Tensions on the Korean Peninsula have risen since a series of North Korean weapons tests this year, including its first flight-test of an intercontinental ballistic missile since 2017 in March, reviving the nuclear brinkmanship aimed at forcing the U.S. to accept it as a nuclear power and to remove crippling sanctions.

South Korea’s military has also detected signs that North Korea is rebuilding tunnels at a nuclear testing ground it partially dismantled weeks before Kim’s first meeting with then-President Donald Trump in June 2018, a possible indicator that the country is preparing to resume nuclear explosive tests.

Moon met Kim three times in 2018 and lobbied hard to help set up Kim’s meetings with Trump. But the diplomacy never recovered from the collapse of the second Kim-Trump meeting in 2019 in Vietnam, where the Americans rejected North Korea’s demands for major sanctions relief in exchange for dismantling an aging nuclear facility, which would have amounted to a partial surrender of its nuclear capabilities.

Kim has since vowed to bolster his nuclear deterrent to counter “gangster-like” U.S. pressure and sped up his weapons development despite limited resources and pandemic-related difficulties.

North Korea also severed all cooperation with Moon’s government while expressing anger over the continuation of U.S.-South Korea military exercises, which were curtailed in recent years to promote diplomacy with the North, and Seoul’s inability to wrest concessions from Washington on its behalf.

KCNA said Moon wrote in his letter to Kim that he will continue to support efforts for Korean reunification based on their joint declarations for inter-Korean peace issued after their meetings in 2018.

Kim and Moon shared views that “inter-Korean relations would improve and develop as desired and anticipated by the (Korean) nation if the (North and the South) make tireless efforts with hope," KCNA said.

South Korea's next leader could take a harder line toward Pyongyang.

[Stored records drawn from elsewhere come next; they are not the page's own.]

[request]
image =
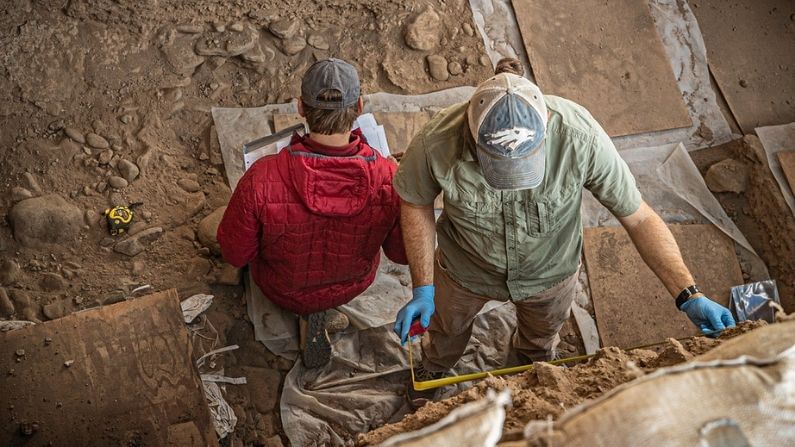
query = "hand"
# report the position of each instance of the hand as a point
(708, 315)
(420, 306)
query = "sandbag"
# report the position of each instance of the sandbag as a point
(723, 398)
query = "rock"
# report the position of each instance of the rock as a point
(198, 268)
(136, 228)
(263, 387)
(24, 305)
(6, 306)
(226, 44)
(117, 182)
(56, 309)
(75, 134)
(208, 227)
(9, 271)
(258, 54)
(134, 245)
(97, 141)
(189, 185)
(728, 175)
(673, 354)
(44, 220)
(550, 376)
(318, 41)
(424, 32)
(229, 275)
(190, 29)
(138, 267)
(128, 170)
(180, 55)
(437, 65)
(185, 232)
(265, 424)
(105, 156)
(18, 193)
(293, 45)
(455, 68)
(284, 29)
(52, 282)
(194, 203)
(32, 183)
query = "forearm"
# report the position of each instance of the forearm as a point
(658, 248)
(418, 226)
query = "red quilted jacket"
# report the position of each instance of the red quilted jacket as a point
(311, 221)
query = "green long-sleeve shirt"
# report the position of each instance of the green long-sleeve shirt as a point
(514, 244)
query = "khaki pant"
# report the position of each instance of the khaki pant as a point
(539, 319)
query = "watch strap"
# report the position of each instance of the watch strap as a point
(685, 295)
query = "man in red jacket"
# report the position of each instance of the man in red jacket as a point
(312, 219)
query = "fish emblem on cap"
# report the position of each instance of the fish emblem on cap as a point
(510, 139)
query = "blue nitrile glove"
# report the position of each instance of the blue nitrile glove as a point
(420, 306)
(708, 315)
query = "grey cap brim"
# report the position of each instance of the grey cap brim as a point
(513, 173)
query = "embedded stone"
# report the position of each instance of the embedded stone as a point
(134, 245)
(97, 141)
(45, 220)
(437, 66)
(117, 182)
(284, 29)
(424, 32)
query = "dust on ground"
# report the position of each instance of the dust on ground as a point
(547, 391)
(107, 102)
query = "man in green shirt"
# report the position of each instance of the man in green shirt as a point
(511, 164)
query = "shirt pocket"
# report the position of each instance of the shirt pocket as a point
(544, 217)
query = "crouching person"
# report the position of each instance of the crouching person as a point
(311, 220)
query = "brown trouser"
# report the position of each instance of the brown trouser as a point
(538, 321)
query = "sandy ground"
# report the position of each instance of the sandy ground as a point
(547, 391)
(106, 102)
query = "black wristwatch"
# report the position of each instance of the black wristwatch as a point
(685, 295)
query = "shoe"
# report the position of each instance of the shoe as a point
(336, 321)
(416, 398)
(315, 344)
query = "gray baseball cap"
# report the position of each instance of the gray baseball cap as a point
(508, 119)
(330, 74)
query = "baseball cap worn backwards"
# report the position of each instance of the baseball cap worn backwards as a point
(508, 119)
(330, 74)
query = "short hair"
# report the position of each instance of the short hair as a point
(509, 65)
(330, 121)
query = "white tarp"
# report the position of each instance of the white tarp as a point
(776, 139)
(683, 43)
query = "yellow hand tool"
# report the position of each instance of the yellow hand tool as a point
(444, 381)
(120, 218)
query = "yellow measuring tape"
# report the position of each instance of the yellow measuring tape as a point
(452, 380)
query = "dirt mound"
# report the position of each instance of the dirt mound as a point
(547, 391)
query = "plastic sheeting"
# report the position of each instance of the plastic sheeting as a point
(683, 44)
(670, 183)
(776, 139)
(364, 384)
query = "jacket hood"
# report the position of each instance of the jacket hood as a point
(332, 185)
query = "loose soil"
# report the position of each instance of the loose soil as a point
(108, 103)
(546, 391)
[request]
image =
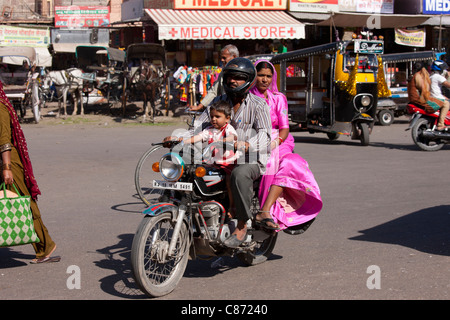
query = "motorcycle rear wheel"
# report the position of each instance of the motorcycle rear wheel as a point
(423, 143)
(156, 273)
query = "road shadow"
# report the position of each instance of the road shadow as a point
(426, 230)
(117, 258)
(11, 258)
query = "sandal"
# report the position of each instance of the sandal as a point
(45, 260)
(264, 222)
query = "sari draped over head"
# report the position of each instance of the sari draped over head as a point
(273, 88)
(20, 144)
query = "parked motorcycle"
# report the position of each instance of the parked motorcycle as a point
(423, 128)
(189, 219)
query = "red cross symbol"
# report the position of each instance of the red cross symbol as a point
(291, 31)
(173, 32)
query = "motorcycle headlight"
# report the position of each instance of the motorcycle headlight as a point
(171, 166)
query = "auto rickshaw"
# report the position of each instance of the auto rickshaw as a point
(398, 68)
(333, 88)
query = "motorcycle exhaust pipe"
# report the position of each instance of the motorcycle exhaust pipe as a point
(180, 217)
(436, 135)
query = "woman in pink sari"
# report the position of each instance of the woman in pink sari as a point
(289, 194)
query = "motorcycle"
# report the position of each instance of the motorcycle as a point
(189, 219)
(423, 128)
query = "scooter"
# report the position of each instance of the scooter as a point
(423, 128)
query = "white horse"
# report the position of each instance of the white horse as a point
(68, 81)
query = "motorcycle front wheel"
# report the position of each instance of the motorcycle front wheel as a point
(423, 143)
(156, 273)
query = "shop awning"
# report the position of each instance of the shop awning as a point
(443, 20)
(374, 21)
(71, 47)
(221, 24)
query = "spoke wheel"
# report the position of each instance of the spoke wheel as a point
(155, 272)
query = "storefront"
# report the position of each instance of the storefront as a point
(201, 33)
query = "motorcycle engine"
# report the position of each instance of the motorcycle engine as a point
(211, 212)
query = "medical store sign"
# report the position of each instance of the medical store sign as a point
(231, 4)
(436, 6)
(231, 32)
(81, 17)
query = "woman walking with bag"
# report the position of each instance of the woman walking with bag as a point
(17, 169)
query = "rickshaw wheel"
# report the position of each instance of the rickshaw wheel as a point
(333, 136)
(363, 132)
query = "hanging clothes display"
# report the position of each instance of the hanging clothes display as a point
(194, 83)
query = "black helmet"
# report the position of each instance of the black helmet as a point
(239, 66)
(439, 65)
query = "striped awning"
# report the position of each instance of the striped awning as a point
(222, 24)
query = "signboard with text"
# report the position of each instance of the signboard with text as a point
(81, 17)
(231, 32)
(411, 38)
(314, 5)
(436, 6)
(367, 6)
(231, 4)
(30, 37)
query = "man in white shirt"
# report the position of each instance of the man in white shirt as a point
(437, 82)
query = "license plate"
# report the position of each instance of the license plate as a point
(183, 186)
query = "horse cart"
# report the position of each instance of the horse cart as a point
(19, 84)
(147, 76)
(103, 71)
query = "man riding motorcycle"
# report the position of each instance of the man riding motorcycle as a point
(251, 119)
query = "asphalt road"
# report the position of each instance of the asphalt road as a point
(384, 231)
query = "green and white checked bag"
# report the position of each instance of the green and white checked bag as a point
(16, 220)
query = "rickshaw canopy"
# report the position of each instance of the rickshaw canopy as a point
(150, 51)
(409, 56)
(15, 55)
(297, 54)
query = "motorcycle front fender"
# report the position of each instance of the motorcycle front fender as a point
(159, 208)
(412, 122)
(363, 117)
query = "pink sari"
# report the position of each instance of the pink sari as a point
(300, 200)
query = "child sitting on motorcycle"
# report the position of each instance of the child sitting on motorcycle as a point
(220, 130)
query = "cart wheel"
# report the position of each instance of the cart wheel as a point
(386, 117)
(333, 135)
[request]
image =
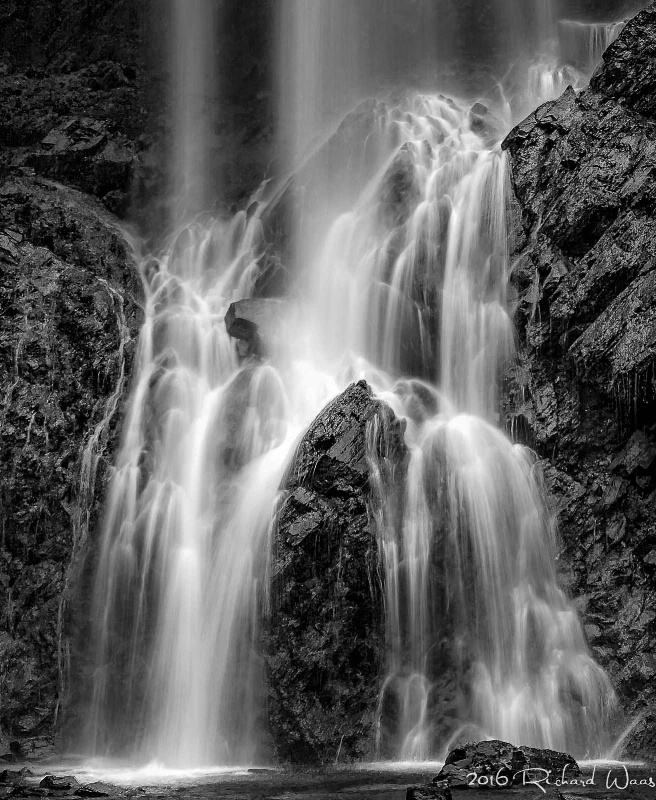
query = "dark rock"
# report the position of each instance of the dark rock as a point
(83, 152)
(255, 324)
(583, 393)
(99, 789)
(67, 334)
(400, 187)
(628, 70)
(59, 783)
(430, 791)
(10, 776)
(498, 765)
(324, 676)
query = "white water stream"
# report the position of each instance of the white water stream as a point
(400, 269)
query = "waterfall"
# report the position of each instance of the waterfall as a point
(395, 201)
(402, 267)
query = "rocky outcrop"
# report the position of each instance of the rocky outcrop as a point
(70, 316)
(255, 324)
(582, 393)
(324, 637)
(495, 764)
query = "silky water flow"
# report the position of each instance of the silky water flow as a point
(399, 256)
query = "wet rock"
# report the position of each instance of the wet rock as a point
(83, 152)
(434, 791)
(583, 394)
(400, 190)
(59, 783)
(324, 676)
(12, 775)
(99, 789)
(628, 70)
(256, 324)
(67, 336)
(498, 764)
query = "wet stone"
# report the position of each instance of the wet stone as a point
(431, 791)
(498, 764)
(98, 789)
(60, 783)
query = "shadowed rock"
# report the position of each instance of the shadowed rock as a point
(324, 639)
(255, 324)
(583, 391)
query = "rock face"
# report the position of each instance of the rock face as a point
(495, 764)
(255, 324)
(583, 392)
(70, 317)
(324, 637)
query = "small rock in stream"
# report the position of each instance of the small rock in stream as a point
(60, 783)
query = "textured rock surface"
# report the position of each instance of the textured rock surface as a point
(67, 332)
(583, 392)
(324, 637)
(498, 764)
(255, 324)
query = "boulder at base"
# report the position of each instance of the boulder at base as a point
(495, 765)
(324, 638)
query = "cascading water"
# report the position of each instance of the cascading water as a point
(177, 598)
(409, 278)
(399, 258)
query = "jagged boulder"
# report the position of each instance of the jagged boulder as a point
(324, 637)
(69, 293)
(256, 324)
(583, 392)
(495, 764)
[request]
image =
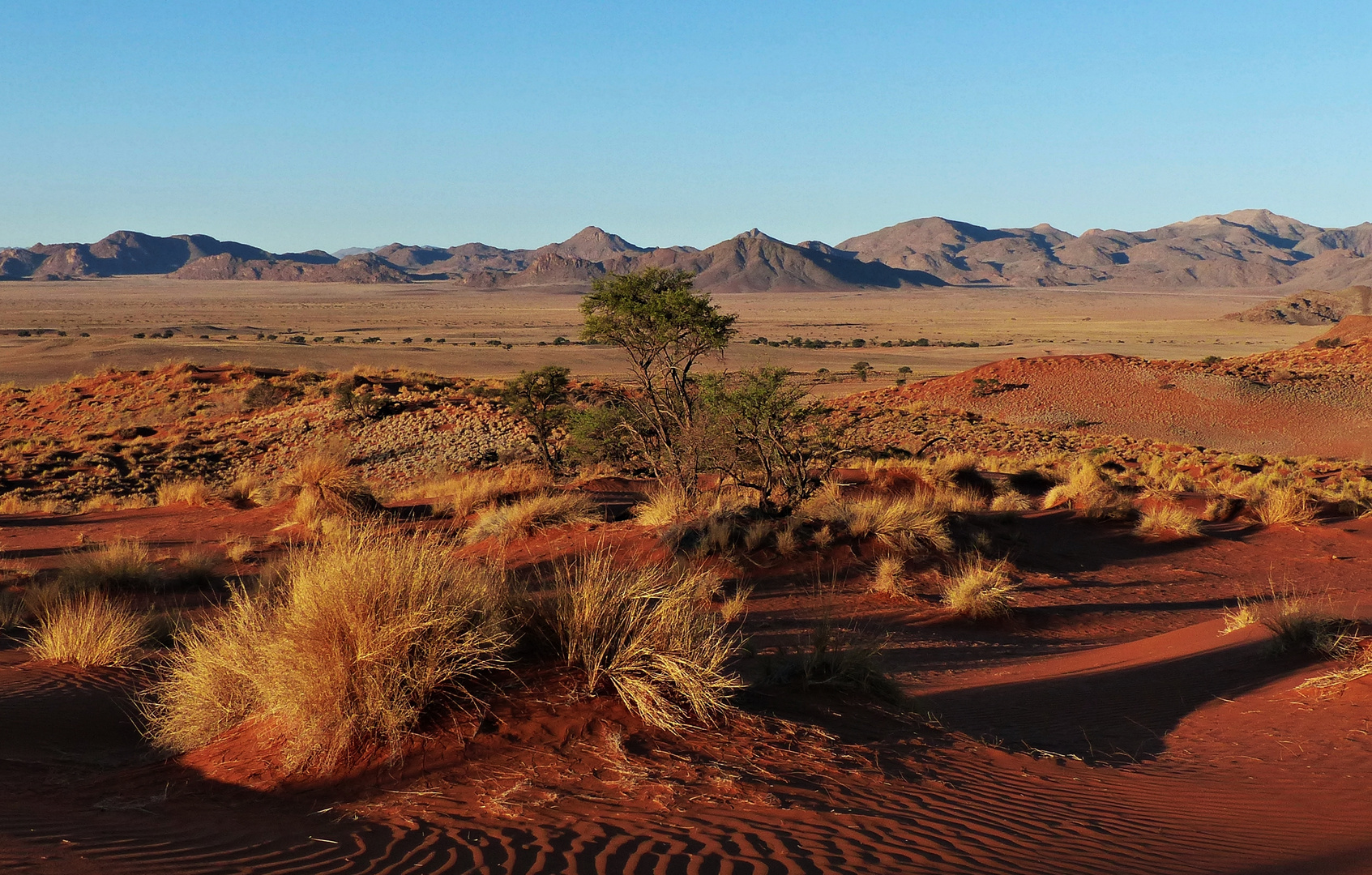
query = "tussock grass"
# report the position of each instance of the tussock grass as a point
(352, 647)
(978, 590)
(889, 576)
(459, 495)
(117, 566)
(1090, 491)
(13, 504)
(324, 486)
(98, 504)
(1283, 506)
(184, 493)
(1173, 519)
(665, 506)
(506, 523)
(88, 630)
(1300, 627)
(643, 631)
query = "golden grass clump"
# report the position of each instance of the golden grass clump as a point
(1173, 519)
(904, 523)
(1090, 491)
(643, 633)
(665, 506)
(1283, 506)
(116, 566)
(461, 494)
(980, 590)
(506, 523)
(889, 576)
(324, 486)
(88, 630)
(184, 493)
(352, 647)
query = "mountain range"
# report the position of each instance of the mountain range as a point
(1242, 249)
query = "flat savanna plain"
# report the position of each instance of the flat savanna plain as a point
(1120, 706)
(1028, 322)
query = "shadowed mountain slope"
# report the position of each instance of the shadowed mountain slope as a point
(1241, 249)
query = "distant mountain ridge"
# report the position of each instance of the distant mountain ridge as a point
(1241, 249)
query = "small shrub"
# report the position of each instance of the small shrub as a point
(117, 566)
(522, 519)
(1168, 519)
(1298, 627)
(184, 493)
(978, 590)
(88, 630)
(643, 633)
(354, 645)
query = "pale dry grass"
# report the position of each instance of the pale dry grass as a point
(1283, 506)
(98, 504)
(978, 590)
(88, 630)
(184, 493)
(643, 631)
(1088, 491)
(889, 576)
(326, 486)
(506, 523)
(459, 495)
(1164, 519)
(352, 647)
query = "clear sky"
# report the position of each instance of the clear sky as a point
(301, 125)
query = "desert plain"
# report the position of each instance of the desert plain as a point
(1086, 597)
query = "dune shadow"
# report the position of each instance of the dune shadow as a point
(1120, 715)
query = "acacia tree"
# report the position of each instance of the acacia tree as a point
(541, 398)
(665, 327)
(780, 446)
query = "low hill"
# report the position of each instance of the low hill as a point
(1242, 249)
(362, 269)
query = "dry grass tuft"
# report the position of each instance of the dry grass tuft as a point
(1168, 519)
(665, 506)
(184, 493)
(643, 633)
(117, 566)
(88, 630)
(889, 576)
(461, 494)
(353, 645)
(1090, 491)
(978, 590)
(324, 486)
(1283, 506)
(506, 523)
(1298, 627)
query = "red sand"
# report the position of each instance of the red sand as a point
(1199, 758)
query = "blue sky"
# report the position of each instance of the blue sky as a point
(298, 125)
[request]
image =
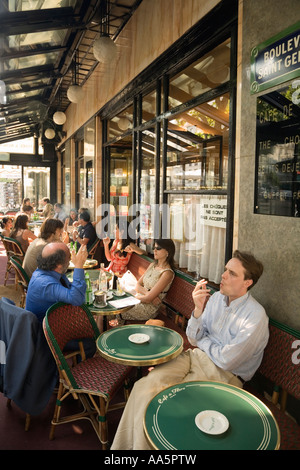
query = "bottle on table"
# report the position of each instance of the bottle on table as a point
(88, 292)
(102, 279)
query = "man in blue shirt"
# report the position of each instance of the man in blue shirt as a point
(49, 284)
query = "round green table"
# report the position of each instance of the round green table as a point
(169, 421)
(164, 344)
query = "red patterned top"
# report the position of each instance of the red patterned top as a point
(118, 263)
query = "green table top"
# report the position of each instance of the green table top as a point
(169, 420)
(109, 309)
(164, 344)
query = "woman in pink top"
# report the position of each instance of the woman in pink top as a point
(21, 233)
(120, 252)
(6, 224)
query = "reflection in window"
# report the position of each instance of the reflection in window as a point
(197, 155)
(120, 182)
(198, 228)
(149, 225)
(120, 123)
(211, 70)
(149, 106)
(36, 182)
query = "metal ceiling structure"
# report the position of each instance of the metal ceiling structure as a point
(39, 43)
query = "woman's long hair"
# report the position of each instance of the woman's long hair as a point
(168, 245)
(123, 226)
(20, 224)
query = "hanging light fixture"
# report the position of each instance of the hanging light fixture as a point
(49, 133)
(123, 123)
(104, 48)
(75, 92)
(59, 118)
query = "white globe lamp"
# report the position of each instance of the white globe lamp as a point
(50, 133)
(59, 118)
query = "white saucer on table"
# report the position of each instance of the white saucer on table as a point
(118, 294)
(212, 422)
(139, 338)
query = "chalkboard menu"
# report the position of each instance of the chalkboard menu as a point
(277, 185)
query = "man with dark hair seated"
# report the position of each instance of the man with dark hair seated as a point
(51, 231)
(49, 284)
(229, 331)
(86, 234)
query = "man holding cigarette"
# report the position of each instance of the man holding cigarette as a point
(229, 331)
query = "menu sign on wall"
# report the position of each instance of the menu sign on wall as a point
(277, 60)
(277, 189)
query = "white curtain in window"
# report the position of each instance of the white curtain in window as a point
(201, 248)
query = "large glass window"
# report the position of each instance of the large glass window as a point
(120, 192)
(181, 162)
(36, 183)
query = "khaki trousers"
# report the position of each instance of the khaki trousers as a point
(192, 364)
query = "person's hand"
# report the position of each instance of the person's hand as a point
(75, 235)
(128, 249)
(106, 241)
(200, 297)
(79, 258)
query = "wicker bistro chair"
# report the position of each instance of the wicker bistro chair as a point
(22, 279)
(94, 381)
(13, 249)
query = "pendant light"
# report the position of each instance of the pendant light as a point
(104, 48)
(49, 133)
(59, 118)
(75, 92)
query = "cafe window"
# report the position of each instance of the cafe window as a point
(121, 123)
(181, 160)
(120, 189)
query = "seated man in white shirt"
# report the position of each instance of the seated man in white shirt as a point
(230, 332)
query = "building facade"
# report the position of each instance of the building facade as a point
(174, 135)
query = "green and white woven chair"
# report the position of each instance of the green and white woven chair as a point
(94, 381)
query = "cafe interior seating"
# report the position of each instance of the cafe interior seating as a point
(93, 248)
(13, 249)
(22, 279)
(94, 381)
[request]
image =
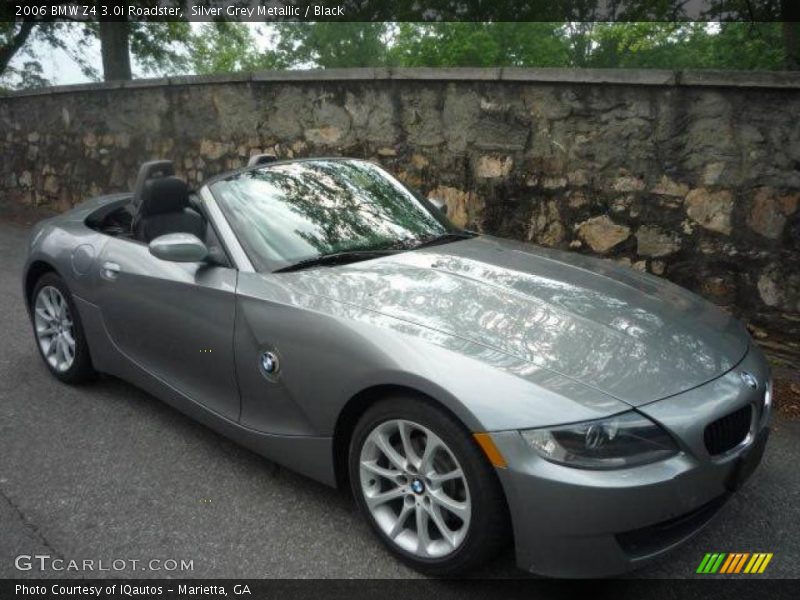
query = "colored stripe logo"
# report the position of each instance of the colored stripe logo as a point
(734, 562)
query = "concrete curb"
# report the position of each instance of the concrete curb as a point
(789, 80)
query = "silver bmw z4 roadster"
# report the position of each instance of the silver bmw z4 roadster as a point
(469, 390)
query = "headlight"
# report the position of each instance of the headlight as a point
(620, 441)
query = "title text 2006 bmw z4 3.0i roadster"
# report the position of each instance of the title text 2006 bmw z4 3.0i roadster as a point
(470, 390)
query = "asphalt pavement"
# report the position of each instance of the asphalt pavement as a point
(108, 472)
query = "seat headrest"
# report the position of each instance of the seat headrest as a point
(164, 195)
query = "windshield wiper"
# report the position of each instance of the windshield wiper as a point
(446, 238)
(337, 258)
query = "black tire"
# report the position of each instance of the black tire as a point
(81, 370)
(488, 531)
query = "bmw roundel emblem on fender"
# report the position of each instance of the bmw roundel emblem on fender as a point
(749, 380)
(269, 363)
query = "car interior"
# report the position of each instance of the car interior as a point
(160, 203)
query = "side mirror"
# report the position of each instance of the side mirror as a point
(179, 247)
(439, 203)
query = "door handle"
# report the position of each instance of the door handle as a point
(110, 270)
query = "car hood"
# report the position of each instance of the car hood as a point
(630, 335)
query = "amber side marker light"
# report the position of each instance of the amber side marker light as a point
(490, 450)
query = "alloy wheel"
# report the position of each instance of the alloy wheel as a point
(54, 328)
(415, 488)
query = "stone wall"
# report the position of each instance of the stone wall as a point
(693, 176)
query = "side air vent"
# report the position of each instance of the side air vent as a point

Conservative President-elect Yoon Suk Yeol, who takes office on May 10, has rejected pursuing “talks for talks’ sake” with North Korea and vowed to bolster Seoul’s alliance with Washington and resume their full-scale military exercises to counter the North’s nuclear threat.

Analysts say North Korea is also likely to escalate its weapons demonstrations in coming weeks or months to force a reaction from the Biden administration, which has been focused on Russia's war on Ukraine and a rivalry with China.

Biden's special envoy for North Korea, Sung Kim, traveled to Seoul this week for meetings with senior South Korean officials and said they agreed on the need for a strong response to counter North Korea's “destabilizing behavior.”

After maintaining a conciliatory tone for years, Moon’s government objected more strongly to North Korea’s weapons tests this year, criticizing Kim’s government for ending its self-imposed suspension of long-range missile testing and urging a return to diplomacy.

Seoul has also accused North Korea of destroying South Korean-owned facilities at the North’s Diamond Mountain resort where they ran tours together until 2008. Kim in 2019 called the South Korean facilities there “shabby” and ordered them destroyed, though the work was delayed by the coronavirus pandemic.